When John Greenleaf Whittier wrote “To Oliver Wendell Holmes,” his last poem, in July, 1892, it was to celebrate Holmes’s upcoming 83rd birthday on August 29. But it was a special poem for Whittier also, then 84, because by this time the Haverhill-born poet, abolitionist, and supporter of women’s emancipation and workers’ rights, knew that death was imminent. He was having trouble hearing and his eyesight was fading, and he often lacked his customary enthusiasm for receiving admirers from the United States and abroad who wanted to visit him in his Amesbury home. Although he still followed local and national news, supported causes, and wrote poems, he did so at a greatly diminished pace (Woodwell 516-525).

John Greenleaf Whittier.

In fact, the appearance of the poem in the September, 1892 issue of The Atlantic Monthly coincided with Whittier’s death, which took place on September 7 during a visit with friends in Hampton Falls, New Hampshire. He passed away quietly in bed. During his final days he would often repeat, “I love all the world,” as if to reinforce the major impetus of his life (Woodwell 527). His death was a national story, and many mourned (Woodwell 527-533).

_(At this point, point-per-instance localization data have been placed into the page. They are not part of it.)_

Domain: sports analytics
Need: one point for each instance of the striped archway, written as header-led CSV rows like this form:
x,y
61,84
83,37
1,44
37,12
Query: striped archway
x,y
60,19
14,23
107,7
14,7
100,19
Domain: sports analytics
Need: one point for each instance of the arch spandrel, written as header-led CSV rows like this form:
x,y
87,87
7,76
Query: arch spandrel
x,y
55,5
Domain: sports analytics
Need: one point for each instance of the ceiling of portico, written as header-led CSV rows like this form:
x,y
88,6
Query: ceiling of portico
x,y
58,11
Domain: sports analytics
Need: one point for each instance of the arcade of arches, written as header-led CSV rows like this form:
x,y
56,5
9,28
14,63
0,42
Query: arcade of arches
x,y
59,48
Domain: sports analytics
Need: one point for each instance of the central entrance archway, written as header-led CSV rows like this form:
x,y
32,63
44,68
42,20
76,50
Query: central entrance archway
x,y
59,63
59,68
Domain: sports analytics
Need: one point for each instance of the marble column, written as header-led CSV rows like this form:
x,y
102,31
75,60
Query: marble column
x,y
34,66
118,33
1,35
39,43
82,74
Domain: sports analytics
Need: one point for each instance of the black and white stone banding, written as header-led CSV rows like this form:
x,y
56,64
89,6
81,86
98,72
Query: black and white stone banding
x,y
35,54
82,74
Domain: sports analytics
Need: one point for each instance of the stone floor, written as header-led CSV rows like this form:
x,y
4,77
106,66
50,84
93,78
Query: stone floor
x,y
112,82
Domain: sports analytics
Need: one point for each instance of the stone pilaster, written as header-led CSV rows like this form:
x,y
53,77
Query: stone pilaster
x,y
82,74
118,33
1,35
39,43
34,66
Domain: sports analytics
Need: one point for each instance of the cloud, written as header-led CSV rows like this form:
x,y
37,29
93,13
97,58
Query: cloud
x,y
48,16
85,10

His friendship with Cambridge-born Oliver Wendell Holmes Sr., a physician, social commentator, and poet (author of “Old Ironsides,” “The Last Leaf,” “The Chambered Nautilus”), began in late 1853 when Holmes visited Haverhill to lecture at the Haverhill Lyceum (Pickard 2: 247). Whittier took an immediate liking to him, writing to James Fields on January 1, 1854: “I met Holmes for the first time the other night. – There is a rare humor in him, and I suspect that he knows it. But I like him” (Pickard 2: 247). This short encounter was the beginning of a lifetime friendship that included a sincere appreciation of each other’s works. They, along with their other literary friends, including William Cullen Bryant (1794-1878), Henry Wadsworth Longfellow (1807-1882), Ralph Waldo Emerson (1803-1882), and James Russell Lowell (1819-1891), were considered at the apex of the literary pyramid in Massachusetts and the country.

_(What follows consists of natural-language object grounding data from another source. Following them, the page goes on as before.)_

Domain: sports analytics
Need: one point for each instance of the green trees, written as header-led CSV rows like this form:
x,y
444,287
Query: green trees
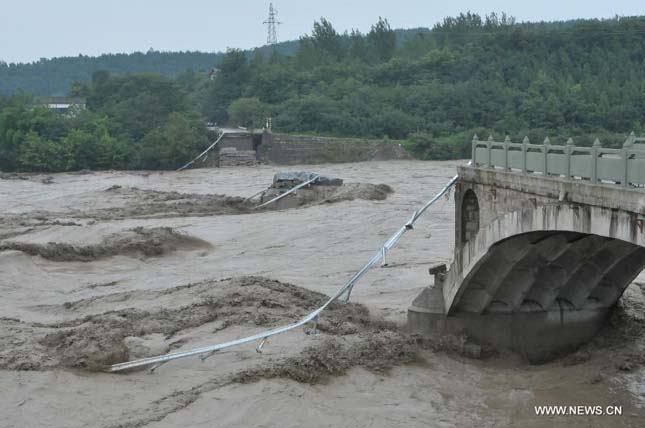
x,y
382,40
434,88
138,121
247,112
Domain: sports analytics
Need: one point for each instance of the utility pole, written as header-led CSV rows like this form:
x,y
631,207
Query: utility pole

By the summer of 1892, however, Holmes was nearly 83 years old, and Whittier was 84, and they had come to regard themselves not only as friends but as survivors. When their friend, James Russell Lowell, died on August 12, 1891, Whittier wrote to Holmes six days later: “…we are now standing alone. The bright beautiful ones who began life with us have all passed into the great shadow of silence… I am wondering what our beloved Lowell is thinking and doing in the life beyond us. Has he found Emerson and Longfellow?” (Pickard 3: 586-587) Holmes wrote back a short time later asking for permission to meet with Whittier at the latter’s retreat at Oak Knoll, in Danvers, stating in his customary lightness, “We…are no longer on a raft, but we are on a spar” (Pickard 3: 587). The two friends did meet on September 1, where they had “a pleasant hour of talk…saddened by memories of the friends who had left them so much alone but only a little; old men have become used to losses” (Woodwell 518).

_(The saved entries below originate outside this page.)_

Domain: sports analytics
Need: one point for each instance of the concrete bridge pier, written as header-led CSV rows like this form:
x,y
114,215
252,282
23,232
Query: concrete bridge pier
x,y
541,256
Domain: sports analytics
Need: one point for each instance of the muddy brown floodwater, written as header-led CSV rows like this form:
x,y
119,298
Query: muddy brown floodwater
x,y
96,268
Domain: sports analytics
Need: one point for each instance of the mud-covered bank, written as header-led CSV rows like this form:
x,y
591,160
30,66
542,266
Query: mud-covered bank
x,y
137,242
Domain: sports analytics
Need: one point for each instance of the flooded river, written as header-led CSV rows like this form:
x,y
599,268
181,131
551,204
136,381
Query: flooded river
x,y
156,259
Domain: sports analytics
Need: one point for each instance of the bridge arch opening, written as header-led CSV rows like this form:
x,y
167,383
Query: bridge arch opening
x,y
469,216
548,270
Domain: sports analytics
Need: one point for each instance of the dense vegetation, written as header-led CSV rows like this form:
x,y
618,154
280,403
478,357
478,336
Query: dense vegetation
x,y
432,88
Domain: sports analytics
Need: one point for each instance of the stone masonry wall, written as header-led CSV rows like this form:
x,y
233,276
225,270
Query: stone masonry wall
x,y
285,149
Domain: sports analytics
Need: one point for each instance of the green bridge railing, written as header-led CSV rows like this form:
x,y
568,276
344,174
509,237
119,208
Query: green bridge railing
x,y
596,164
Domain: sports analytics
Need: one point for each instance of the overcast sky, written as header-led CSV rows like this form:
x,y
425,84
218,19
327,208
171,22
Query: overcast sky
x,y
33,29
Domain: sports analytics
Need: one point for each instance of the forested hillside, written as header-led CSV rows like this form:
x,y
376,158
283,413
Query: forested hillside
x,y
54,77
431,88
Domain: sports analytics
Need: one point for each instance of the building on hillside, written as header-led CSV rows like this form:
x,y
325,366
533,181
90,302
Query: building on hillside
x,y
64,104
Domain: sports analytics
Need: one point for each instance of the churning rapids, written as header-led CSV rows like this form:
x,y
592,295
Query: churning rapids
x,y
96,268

So, what is the poem, “To Oliver Wendell Holmes,” about?  It is a celebratory birthday poem from one surviving friend to another, and it is also a poem of praise (a panegyric) of Holmes, the man and the poet. In addition, it may be viewed as Whittier’s own last testament, expressing his deepest and most abiding values upon his approaching death.  Reading it is well worth the effort in the enjoyment and lessons it can give.

I would recommend reading the poem aloud a number of times to appreciate its natural cadence and harmony. This is an important first step because naturalness is a major hallmark of Whittier’s aesthetic, and it is especially apparent in this poem because, by this time, Whittier had thoroughly mastered his craft. Note that part of the pleasure you feel from reading it comes from the alternation of 10-syllable and 6-syllable lines. The poem follows:

To Oliver Wendell Holmes

Among the thousands who with hail and cheer
Will welcome thy new year,
How few of all have passed, as thou and I,
So many milestones by!

We have grown old together; we have seen,
Our youth and age between,
Two generations leaves us, and to-day
We with the third hold way,

Loving and loved. If thought must backward run
To those who, one by one,
In the great silence and the dark beyond
Vanished with farewells fond,

Unseen, not lost; our grateful memories still
Their vacant places fill,
And with the full-voiced greeting of new friends
A tenderer whisper blends.

Linked close in a pathetic brotherhood
Of mingled ill and good,
Of joy and grief, of grandeur and of shame,
For pity more than blame, –

The gift is thine the weary world to make
More cheerful for thy sake,
Soothing with Miserere pains,
With the old Hellenic strains,

Lighting the sullen face of discontent
With smiles for blessings sent.
Enough of selfish wailing has been had,
Thank God!  for notes more glad.

Life is indeed no holiday; therein
Are want, and woe, and sin,
Death and its nameless fears, and over all
Our pitying tears must fall.

Sorrow is real; but the counterfeit
Which folly brings to it,
We need thy wit and wisdom to resist,
O rarest Optimist!

Thy hand, old friend!  the service of our days,
In differing moods and ways,
May prove to those who follow in our train
Not valueless nor vain.

Far off, and faint as echoes of a dream,
The songs of boyhood seem,
Yet in our autumn boughs, unflown with spring,
The evening thrushes sing.

The hour draws near, howe’er delayed and late,
When at the Eternal Gate
We leave the words and works we call our own,
And lift void hands alone

For love to fill. Our nakedness of soul
Brings to that Gate no toll;
Giftless we come to Him, who all things gives,
And live because He lives.

Now take a look at its major parts. In the first four stanzas old age is the theme as Whittier reminds Holmes that they are both getting old and still remember fondly old friends who have passed away. He mentions that both he and Holmes have been loving to and loved by others. (We have already seen that love is a major impetus in Whittier’s life.) Next, appreciate stanzas 5-10, where you see Whittier’s depiction of the world as a pretty dreary place, and of Holmes’s wit, wisdom, and optimism helping to make it a more cheerful place. Finally, see in the last three stanzas how he returns to the theme of old age, recalling their life span from “songs of boyhood” to “evening thrushes,” and anticipating the gift of love and eternal life that they can look forward to. This is the faithful Quaker returning to his God.

Works Cited

Pickard, John B. The Letters of John Greenleaf Whittier. 3 vols. Cambridge: Harvard           University Press, 1975.

Woodwell, Roland H. John Greenleaf Whittier: A Biography. Haverhill: Trustees of the           Whittier Homestead, 1985.